The project has designed a vehicle that looks like a minivan, the newspaper quoted one person as saying. It would take years to finish the project, and it is not certain if Apple will eventually build a car, the Journal said. (on.wsj.com/1zBD9sL)
The news signals that Apple is sharply raising its ambitions for automotive technology, which has become a prime area of interest for Silicon Valley companies ranging from Google Inc (GOOGL.O) to ride-sharing firm Uber to electric car-maker Tesla Motors Inc (TSLA.O).
The connected car, or vehicles with a full range of Internet and software services beyond mere navigation and communications, is considered one of the ripest areas for expansion for technology companies.
Last March, Apple unveiled CarPlay, which lets drivers access contacts on their iPhones, make calls or listen to voicemails without taking their hands off the steering wheel.
Now, the head of Mercedes-Benz's Silicon Valley research and development unit, Johann Jungwirth, has defected to Apple, according to a LinkedIn profile, which said his title was head of Mac Systems Engineering.
Apple did not respond to a request for comment.
The Financial Times reported earlier that Apple had created the secret lab and that Jungwirth had joined the new research team. (on.ft.com/1A4ELi5)
Two sources told Reuters that Apple has recently tried to recruit from the automotive industry in fields such as robotics.
The research lab was set up late last year, soon after Apple revealed its forthcoming smart watch and latest iPhones, the Financial Times said.
The Wall Street Journal said that the Apple project, code-named "Titan," employed several hundred people working a few miles from Apple's headquarters in Cupertino, California.
Apple executives have met with contract manufacturers including Magna Steyr, a unit of Magna International Inc (MG.TO).
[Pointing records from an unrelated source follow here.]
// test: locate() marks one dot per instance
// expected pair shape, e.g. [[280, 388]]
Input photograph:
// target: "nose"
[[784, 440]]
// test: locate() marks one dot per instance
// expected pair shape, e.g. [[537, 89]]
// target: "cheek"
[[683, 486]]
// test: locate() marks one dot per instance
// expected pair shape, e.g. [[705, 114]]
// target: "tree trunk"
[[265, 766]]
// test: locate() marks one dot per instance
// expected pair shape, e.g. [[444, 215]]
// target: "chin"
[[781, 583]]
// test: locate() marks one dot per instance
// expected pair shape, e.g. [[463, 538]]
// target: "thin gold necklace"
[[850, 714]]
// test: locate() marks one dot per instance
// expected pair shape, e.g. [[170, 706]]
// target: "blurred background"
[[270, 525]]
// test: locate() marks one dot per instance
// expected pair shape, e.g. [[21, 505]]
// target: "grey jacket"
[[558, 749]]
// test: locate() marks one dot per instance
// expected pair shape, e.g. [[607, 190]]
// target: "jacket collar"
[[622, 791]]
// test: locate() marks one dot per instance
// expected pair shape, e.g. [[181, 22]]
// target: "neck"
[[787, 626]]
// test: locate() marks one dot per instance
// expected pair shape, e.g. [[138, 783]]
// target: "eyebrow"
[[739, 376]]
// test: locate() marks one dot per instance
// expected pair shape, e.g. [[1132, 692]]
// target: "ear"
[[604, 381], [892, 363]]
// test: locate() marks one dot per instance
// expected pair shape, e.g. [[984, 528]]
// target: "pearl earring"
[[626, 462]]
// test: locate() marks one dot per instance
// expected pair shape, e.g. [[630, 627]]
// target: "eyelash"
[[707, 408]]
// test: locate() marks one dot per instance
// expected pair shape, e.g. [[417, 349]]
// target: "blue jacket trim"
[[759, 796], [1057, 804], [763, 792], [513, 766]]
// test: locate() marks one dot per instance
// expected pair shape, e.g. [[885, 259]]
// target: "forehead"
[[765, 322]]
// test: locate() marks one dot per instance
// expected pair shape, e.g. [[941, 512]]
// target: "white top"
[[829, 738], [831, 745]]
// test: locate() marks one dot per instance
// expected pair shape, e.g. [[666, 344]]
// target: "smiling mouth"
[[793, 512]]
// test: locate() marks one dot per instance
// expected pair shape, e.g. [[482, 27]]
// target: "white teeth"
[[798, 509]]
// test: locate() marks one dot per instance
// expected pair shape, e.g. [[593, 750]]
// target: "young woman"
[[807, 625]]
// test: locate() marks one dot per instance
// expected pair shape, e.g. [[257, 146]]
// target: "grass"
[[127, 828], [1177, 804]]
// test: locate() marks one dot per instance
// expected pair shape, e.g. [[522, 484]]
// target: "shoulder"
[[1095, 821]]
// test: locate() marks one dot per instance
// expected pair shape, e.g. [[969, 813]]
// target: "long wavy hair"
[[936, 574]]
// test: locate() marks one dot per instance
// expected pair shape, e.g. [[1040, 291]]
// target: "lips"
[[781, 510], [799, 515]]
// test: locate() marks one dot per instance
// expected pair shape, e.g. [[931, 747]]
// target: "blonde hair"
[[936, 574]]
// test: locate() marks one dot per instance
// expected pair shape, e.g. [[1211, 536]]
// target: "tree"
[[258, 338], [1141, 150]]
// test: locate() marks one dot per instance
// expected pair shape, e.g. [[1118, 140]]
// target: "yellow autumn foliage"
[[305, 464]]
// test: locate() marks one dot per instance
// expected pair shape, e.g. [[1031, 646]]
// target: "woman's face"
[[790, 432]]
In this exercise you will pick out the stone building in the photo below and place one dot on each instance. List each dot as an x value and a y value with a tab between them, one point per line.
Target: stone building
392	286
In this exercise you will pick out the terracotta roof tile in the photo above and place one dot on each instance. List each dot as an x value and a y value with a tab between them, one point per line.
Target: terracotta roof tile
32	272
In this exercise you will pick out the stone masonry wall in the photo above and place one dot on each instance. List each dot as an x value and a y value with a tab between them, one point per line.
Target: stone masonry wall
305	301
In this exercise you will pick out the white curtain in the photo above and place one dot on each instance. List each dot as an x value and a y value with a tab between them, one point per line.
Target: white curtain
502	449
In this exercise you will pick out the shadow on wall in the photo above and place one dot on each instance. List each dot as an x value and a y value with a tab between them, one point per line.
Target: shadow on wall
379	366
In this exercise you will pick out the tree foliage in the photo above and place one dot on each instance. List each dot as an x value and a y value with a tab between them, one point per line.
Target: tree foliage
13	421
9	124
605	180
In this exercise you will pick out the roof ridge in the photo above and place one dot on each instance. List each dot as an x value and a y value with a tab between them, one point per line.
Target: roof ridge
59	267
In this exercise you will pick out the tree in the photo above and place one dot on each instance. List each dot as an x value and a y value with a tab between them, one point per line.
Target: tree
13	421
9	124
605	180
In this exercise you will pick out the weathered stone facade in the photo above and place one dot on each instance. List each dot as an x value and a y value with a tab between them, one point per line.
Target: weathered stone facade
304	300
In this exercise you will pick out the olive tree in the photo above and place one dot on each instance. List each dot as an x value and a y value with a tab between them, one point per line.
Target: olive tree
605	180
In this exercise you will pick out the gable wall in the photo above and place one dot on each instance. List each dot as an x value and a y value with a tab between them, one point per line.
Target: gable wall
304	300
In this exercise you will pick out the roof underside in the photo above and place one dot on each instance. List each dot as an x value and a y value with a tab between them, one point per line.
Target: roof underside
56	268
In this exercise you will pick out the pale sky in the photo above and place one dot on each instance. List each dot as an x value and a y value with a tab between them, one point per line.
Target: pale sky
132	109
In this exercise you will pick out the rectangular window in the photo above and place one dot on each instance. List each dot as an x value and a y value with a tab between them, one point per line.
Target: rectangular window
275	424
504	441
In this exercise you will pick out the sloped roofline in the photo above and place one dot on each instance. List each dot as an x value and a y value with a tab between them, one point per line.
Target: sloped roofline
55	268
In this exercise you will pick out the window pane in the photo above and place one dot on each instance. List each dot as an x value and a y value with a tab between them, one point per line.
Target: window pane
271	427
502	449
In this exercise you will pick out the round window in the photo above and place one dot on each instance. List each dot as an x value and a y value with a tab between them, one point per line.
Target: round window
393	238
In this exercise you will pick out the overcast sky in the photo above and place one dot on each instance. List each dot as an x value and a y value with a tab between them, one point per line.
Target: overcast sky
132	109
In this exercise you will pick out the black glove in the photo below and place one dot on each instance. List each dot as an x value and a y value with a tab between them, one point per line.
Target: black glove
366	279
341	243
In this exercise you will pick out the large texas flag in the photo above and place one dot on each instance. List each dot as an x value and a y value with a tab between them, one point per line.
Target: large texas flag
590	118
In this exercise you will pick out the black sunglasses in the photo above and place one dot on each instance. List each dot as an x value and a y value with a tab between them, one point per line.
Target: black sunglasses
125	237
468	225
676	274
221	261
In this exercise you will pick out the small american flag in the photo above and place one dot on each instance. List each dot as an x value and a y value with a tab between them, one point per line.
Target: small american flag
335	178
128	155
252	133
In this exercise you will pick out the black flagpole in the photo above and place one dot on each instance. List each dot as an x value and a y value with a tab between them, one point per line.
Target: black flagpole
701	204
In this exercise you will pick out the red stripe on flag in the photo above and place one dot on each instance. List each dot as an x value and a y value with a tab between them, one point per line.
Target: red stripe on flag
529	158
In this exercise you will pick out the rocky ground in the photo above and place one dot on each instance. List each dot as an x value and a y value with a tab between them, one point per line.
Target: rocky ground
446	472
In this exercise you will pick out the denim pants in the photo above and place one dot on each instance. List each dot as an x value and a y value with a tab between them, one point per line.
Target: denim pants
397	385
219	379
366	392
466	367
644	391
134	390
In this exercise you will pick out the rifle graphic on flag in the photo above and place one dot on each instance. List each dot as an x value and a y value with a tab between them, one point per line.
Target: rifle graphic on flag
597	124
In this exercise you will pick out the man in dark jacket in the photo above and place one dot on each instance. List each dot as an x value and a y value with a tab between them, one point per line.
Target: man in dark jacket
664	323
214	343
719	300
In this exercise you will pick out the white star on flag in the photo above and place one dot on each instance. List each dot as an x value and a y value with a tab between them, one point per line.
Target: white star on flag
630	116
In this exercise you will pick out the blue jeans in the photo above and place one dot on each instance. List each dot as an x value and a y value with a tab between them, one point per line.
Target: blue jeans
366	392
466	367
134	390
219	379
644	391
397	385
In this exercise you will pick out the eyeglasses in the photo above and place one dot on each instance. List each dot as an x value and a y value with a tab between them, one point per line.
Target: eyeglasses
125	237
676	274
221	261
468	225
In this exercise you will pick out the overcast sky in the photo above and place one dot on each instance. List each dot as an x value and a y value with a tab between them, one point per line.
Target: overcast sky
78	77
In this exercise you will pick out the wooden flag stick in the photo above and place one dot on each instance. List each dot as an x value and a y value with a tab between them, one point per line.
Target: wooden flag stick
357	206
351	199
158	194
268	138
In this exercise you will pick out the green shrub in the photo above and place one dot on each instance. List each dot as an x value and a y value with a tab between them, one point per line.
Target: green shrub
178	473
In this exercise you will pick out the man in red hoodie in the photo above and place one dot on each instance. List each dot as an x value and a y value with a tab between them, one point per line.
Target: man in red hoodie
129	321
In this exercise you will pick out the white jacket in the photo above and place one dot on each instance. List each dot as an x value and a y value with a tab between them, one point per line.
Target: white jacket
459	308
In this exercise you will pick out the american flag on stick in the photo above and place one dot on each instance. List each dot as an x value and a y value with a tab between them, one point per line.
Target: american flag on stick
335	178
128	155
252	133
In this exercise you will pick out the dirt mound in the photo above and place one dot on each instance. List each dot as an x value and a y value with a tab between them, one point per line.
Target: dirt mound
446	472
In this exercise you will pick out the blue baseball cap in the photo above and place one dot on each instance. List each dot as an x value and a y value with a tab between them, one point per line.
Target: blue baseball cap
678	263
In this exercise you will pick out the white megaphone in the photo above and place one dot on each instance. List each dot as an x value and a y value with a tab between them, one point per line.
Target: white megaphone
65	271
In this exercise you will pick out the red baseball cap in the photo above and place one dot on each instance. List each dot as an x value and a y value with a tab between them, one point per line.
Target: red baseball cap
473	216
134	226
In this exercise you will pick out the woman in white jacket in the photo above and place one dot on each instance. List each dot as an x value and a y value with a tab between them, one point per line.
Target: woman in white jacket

A Magna spokeswoman declined to comment.
Google is working on plans for a self-driving car, but that is not part of Apple's plan, the Journal said.
Trying to design and build an actual car would mark a change for the iPhone maker, which researches and discards plenty of projects but has so far mainly stuck to its core expertise in mobile and electronic devices.
But it has been open about wanting to integrate its core iOS software into automobiles with CarPlay.
Along with HomeKit and HealthKit, the idea is to extend Apple's software dominance into industries including home devices, healthcare, and automobiles.